Mining for Money: Gold Will Surge to Fill the Gap

The market is thinking that gold is topping out here, hammered by expectations that the Fed will raise interest rates.

Sure, gold zigs and zags. A short-term pullback never surprises me. Still, investors should really be keeping their eyes on the gap higher. Because gold wants to fill that gap.

What gap am I talking about? The huge gap in volume that lurks overhead.


On this chart, the dark line is gold’s price action. You can see it is testing overhead resistance.

The horizontal bars are "volume by price." In other words, this shows the amount of volume at each $20 increment during this nine-month period. The gray side of the bar is bullish volume; the pink side of the bar is bearish volume.

You can see an area where the price moved so quickly that there was little to no volume. This formed form what you might call an "air pocket" in price action, leading up to $1,310.

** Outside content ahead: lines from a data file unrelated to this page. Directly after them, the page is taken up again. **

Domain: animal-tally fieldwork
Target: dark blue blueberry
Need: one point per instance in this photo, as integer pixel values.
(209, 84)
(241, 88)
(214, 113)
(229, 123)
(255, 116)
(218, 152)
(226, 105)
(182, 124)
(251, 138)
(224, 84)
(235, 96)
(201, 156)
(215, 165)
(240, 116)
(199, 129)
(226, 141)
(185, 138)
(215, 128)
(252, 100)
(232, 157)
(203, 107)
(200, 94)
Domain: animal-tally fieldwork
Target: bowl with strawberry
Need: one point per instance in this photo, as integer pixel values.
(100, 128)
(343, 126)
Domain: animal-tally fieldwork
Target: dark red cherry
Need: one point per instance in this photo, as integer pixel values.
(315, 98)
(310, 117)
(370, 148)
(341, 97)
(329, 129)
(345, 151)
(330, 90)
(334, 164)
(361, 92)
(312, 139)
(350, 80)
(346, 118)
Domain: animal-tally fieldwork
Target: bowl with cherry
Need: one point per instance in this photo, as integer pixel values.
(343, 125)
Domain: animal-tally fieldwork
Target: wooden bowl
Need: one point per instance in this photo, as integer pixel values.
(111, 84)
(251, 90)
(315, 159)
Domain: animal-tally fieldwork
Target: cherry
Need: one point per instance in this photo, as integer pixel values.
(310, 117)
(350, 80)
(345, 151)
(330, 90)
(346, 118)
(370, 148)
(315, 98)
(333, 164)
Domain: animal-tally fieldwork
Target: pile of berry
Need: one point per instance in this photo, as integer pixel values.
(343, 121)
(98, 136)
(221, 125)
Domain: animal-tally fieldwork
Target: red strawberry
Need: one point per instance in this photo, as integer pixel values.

You see, price has what traders call "memory" because of trades done at different prices. If there isn’t any trading volume at a particular price, there isn’t anyone who got stuck holding shares there. So when a stock gets back to that price again, there’s nothing to stop it in either direction.

  • On the way down, these air pockets can lead to big drops.
  • On the way up, the air pockets can lead to explosive rallies.

The first time I wrote about this chart, on Feb. 6 for another publication, there were two huge gaps in the volume-price action. The first one led up to $1,250. It was filled shortly thereafter.

Now, we have this next gap to fill. This one peaks around $1,310. And gold wants to fill that gap.

And sure, it could take gold a while to work through overhead resistance at $1,250. In fact, I’m counting on it.

But the trend is higher … gold is in a new bullish cycle … the world has hit "peak gold" mine supply … and the Fed’s rate hikes aren’t the bugaboo the market makes them out to be.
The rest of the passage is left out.